Fish … 16 years later

The news I alluded to earlier was that after 16 years I finally finished something I started!  Namely … Fish.

I think it was in the summer of 1994 that I holed up in a little Studio Apartment on Capitol Hill in Seattle for a summer and a half.  It was the first place I lived that wasn’t a hostel after the beginning of 1989, when I started fishing in Alaska.  From 1989 – 1994 I just traveled around the country and world, staying in hostels and camping, returning to a storage unit in Seattle where I had a duffel bag of fishing clothes, which I would drag up to the boats for another tour.

But in the summer of 1994 I wanted to see what it would be like to live in a place for months on end, and so I found a nice little studio in a brick building with hardwood floors.  I enrolled in a couple of acting classes at the UW, a couple of private art classes from an artist in Pioneer Square, and a mystery writing class at the University of Washington extension taught by Stephen Greenleaf, a California author.

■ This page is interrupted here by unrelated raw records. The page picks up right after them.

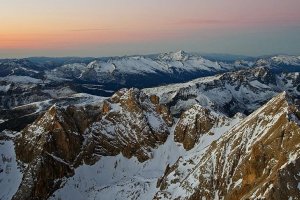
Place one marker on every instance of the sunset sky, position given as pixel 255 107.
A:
pixel 125 27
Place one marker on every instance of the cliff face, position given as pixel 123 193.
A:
pixel 254 159
pixel 51 148
pixel 173 142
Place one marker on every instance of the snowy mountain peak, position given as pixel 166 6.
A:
pixel 174 56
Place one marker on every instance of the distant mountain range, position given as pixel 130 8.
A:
pixel 193 129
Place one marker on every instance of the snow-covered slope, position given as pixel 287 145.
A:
pixel 241 91
pixel 256 159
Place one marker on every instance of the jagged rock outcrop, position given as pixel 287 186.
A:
pixel 63 138
pixel 195 122
pixel 48 148
pixel 132 124
pixel 258 158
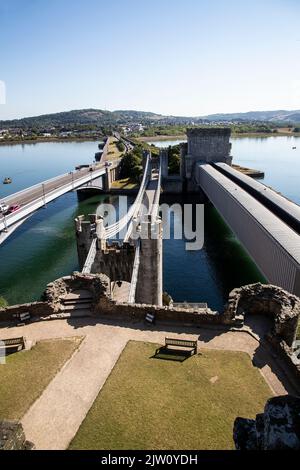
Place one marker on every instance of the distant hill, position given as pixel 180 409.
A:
pixel 103 117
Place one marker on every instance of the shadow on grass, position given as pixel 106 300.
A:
pixel 171 354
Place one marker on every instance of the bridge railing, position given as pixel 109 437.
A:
pixel 155 205
pixel 45 198
pixel 135 272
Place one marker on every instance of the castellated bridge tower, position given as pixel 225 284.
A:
pixel 204 145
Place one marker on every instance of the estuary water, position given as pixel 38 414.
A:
pixel 44 247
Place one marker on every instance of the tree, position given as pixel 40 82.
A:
pixel 131 165
pixel 174 159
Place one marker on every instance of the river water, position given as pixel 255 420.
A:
pixel 44 248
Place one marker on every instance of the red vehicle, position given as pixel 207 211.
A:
pixel 13 208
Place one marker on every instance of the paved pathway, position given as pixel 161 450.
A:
pixel 55 417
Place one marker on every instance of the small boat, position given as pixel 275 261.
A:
pixel 7 180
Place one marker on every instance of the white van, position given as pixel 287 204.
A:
pixel 3 207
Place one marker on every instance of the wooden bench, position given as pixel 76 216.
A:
pixel 12 345
pixel 181 343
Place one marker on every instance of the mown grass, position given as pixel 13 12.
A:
pixel 147 403
pixel 26 374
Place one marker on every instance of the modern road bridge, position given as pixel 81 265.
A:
pixel 266 223
pixel 37 196
pixel 138 259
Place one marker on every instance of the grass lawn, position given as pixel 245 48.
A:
pixel 26 374
pixel 149 403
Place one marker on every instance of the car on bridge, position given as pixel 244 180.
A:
pixel 13 208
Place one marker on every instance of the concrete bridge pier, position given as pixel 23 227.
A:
pixel 149 288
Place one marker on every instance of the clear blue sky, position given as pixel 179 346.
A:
pixel 180 57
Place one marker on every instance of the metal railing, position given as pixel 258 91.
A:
pixel 112 230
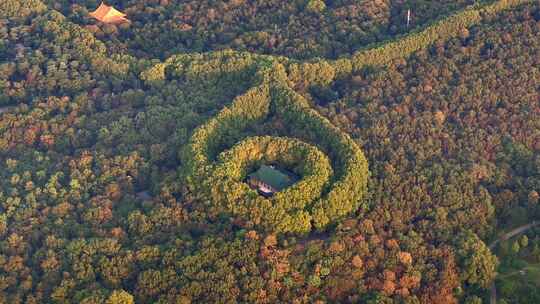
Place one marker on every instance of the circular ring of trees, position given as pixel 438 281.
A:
pixel 289 209
pixel 214 176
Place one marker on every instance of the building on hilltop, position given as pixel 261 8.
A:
pixel 268 180
pixel 108 14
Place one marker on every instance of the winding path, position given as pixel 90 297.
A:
pixel 504 237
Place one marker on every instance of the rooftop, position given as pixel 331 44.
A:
pixel 273 177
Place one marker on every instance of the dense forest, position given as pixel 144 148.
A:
pixel 123 150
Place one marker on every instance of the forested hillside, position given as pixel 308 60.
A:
pixel 124 150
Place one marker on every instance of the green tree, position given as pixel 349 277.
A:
pixel 120 297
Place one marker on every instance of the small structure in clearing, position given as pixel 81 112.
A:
pixel 108 14
pixel 269 180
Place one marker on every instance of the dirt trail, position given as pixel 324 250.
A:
pixel 504 237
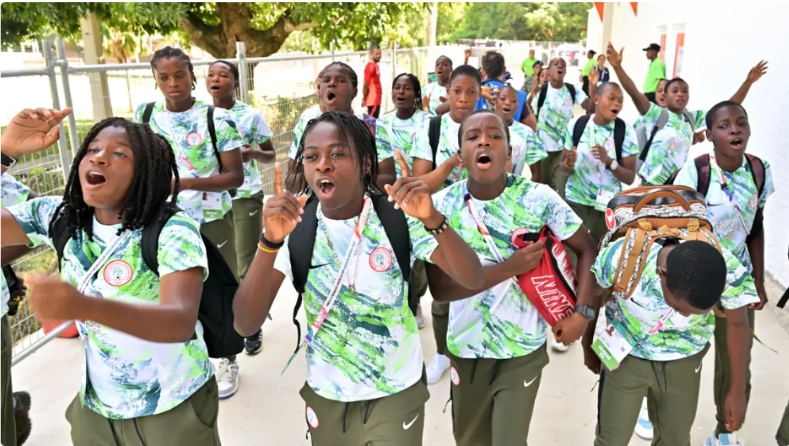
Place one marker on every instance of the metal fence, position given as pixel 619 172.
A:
pixel 280 87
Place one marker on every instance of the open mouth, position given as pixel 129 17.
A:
pixel 326 189
pixel 95 179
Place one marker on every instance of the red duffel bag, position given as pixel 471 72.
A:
pixel 551 285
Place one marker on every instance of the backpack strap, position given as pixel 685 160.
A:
pixel 397 231
pixel 541 98
pixel 702 174
pixel 578 129
pixel 150 237
pixel 302 241
pixel 146 114
pixel 620 128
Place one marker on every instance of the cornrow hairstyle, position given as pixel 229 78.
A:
pixel 696 273
pixel 465 70
pixel 169 52
pixel 351 72
pixel 415 85
pixel 363 142
pixel 154 170
pixel 233 68
pixel 712 114
pixel 478 112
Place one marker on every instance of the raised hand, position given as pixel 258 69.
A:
pixel 614 58
pixel 32 131
pixel 405 171
pixel 282 211
pixel 757 72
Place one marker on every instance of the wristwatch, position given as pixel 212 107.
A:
pixel 586 310
pixel 7 161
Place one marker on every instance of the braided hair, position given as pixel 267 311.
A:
pixel 154 169
pixel 169 52
pixel 415 85
pixel 362 140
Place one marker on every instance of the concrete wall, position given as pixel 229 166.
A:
pixel 722 42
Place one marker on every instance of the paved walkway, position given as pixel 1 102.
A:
pixel 265 414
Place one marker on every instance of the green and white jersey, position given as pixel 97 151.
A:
pixel 395 133
pixel 368 347
pixel 435 91
pixel 681 336
pixel 253 130
pixel 13 192
pixel 554 115
pixel 732 220
pixel 527 148
pixel 187 133
pixel 590 176
pixel 448 145
pixel 670 148
pixel 124 376
pixel 501 322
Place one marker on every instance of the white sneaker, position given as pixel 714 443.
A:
pixel 227 378
pixel 643 425
pixel 436 368
pixel 558 346
pixel 420 320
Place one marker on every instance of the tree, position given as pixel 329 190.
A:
pixel 214 27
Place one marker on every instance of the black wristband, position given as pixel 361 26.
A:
pixel 269 244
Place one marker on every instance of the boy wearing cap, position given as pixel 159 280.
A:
pixel 657 71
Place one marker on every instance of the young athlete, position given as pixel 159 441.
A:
pixel 671 144
pixel 554 114
pixel 527 149
pixel 735 204
pixel 670 317
pixel 433 92
pixel 221 82
pixel 464 87
pixel 338 88
pixel 207 172
pixel 496 338
pixel 596 175
pixel 365 367
pixel 147 379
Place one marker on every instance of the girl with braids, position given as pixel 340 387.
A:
pixel 147 368
pixel 338 87
pixel 207 172
pixel 365 372
pixel 221 82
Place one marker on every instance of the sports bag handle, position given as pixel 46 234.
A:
pixel 662 194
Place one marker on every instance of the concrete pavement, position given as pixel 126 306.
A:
pixel 269 411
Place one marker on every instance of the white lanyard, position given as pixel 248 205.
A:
pixel 105 255
pixel 312 331
pixel 483 229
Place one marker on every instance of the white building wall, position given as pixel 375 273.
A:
pixel 722 42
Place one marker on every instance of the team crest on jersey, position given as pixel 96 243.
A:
pixel 118 273
pixel 380 259
pixel 194 139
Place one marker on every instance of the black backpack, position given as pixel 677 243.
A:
pixel 620 128
pixel 756 166
pixel 302 241
pixel 146 119
pixel 216 303
pixel 544 93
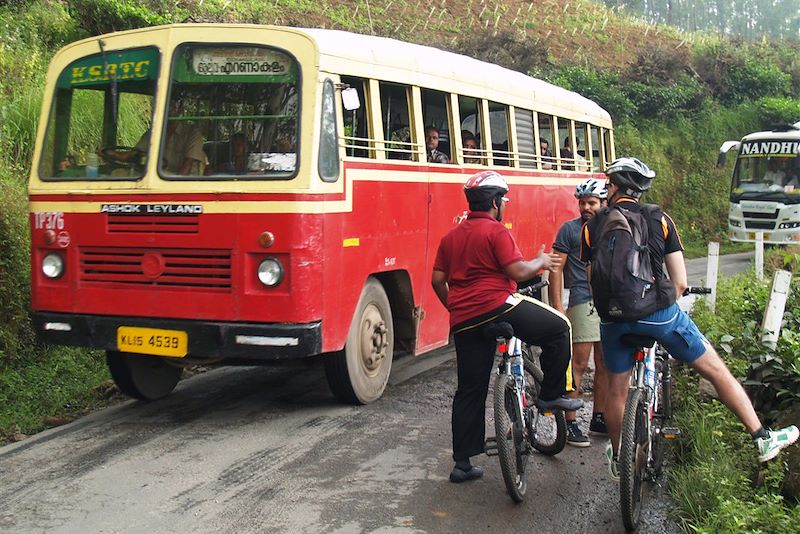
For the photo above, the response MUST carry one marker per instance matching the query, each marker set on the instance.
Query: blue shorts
(672, 327)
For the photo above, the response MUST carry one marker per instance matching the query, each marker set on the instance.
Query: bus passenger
(432, 146)
(470, 148)
(547, 156)
(475, 274)
(239, 152)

The other thing I did was write a book.  The idea of writing the book came after one morning when I read a particularly interesting article in the NY Review of Books by Jonathan Raban.  It occurred to me that he lived in Seattle, probably just around the corner from me, and so I opened the phone book and dialed his number (back then I suppose he felt sufficiently anonymous to list himself — he probably unlisted himself shortly after!).  Knowing his interest in the sea, I invited him down to Pier 91 for an insider’s tour of a factory trawler.  I figured his innate curiosity would overcome any doubts he might have about receiving an unsolicited phone call from some fan.  I was right, and he met me there the next day.

He was surprisingly tall — the image I had created in my mind from reading his books, the first one when I was about 15, about his trip down the Mississippi — was one of an enormously clever, humorous, and impish personality.  In person he was a bit more regal than I imagined he would have been.  His language was what you might expect from someone educated in the best schools of England — and his manner was that of a perfect gentleman.  I talked about the sub-culture of the factory trawlers in Alaska, particularly the relationship between the Norwegian immigrants who were brought in on visas to teach the Americans how to fish, and those Americans who were the ostensible students — something he was particularly interested in.  When I suggested that this topic might be one that he would be interested in writing about, he cocked an eyebrow and said, “It’s YOU that should write about it, not me …”

That brief conversation stuck with me, and later that summer I dove into a plot that I had been thinking about  — a mystery set on a factory trawler.  For the ensuing 25 days I wrote about ten pages a day.  My days went like this:

6:30 Wake — write until 8

8:00 — breakfast in a cafe down the street

9:00 – 1:00 PM write

1:00 – 3:00 — walk to the Post Office box that I had in the U district, and back.

3:00 – 7:00 – write

7:00 – 8:00 eat at a restaurant

8:00 – midnight — write.

So, writing about 12 hours a day. I did this every single day for about 25 days (walking to the PO Box on Sunday was replaced with walking to a bar that served good microbrews) and during one of the walks I saw a poster or ad for the mystery writing class at the UW extension.  At the end of the summer I took the class, and was able to let Stephen Greenleaf read it as part of the class.  He said it was “good enough to publish” but it needed a “frame.”  He explained how to write one, but I never got a chance to write it.  I just put it on a shelf.

14 years later, in 2008, I found the file on an old computer and started working on the book.  The reason, of course, was the kids.  I wanted SOMETHING to leave behind, even if it was a silly mystery.  I first wrote a frame for it, then I ended up rewriting large parts of it.  I changed the sidekick character from a young black man from New Orleans to a Samoan fisherman, and I added some details here and there.  But, in general, I was surprised by the way the story had held up.

It took all of two years, but I worked out the logistics of self-publishing — actually started a publishing company by buying my own ISBN numbers — and the result is a 230-page murder mystery named “Fish.”  It was hard, hard work — I think I went through four Proof stages.  I can think of fewer painful tasks than to proofread a book you have written.  After the fourth time reading it you are so sick of it that you cannot imagine anyone reading it, much less buying it.

But what a great feeling to be DONE.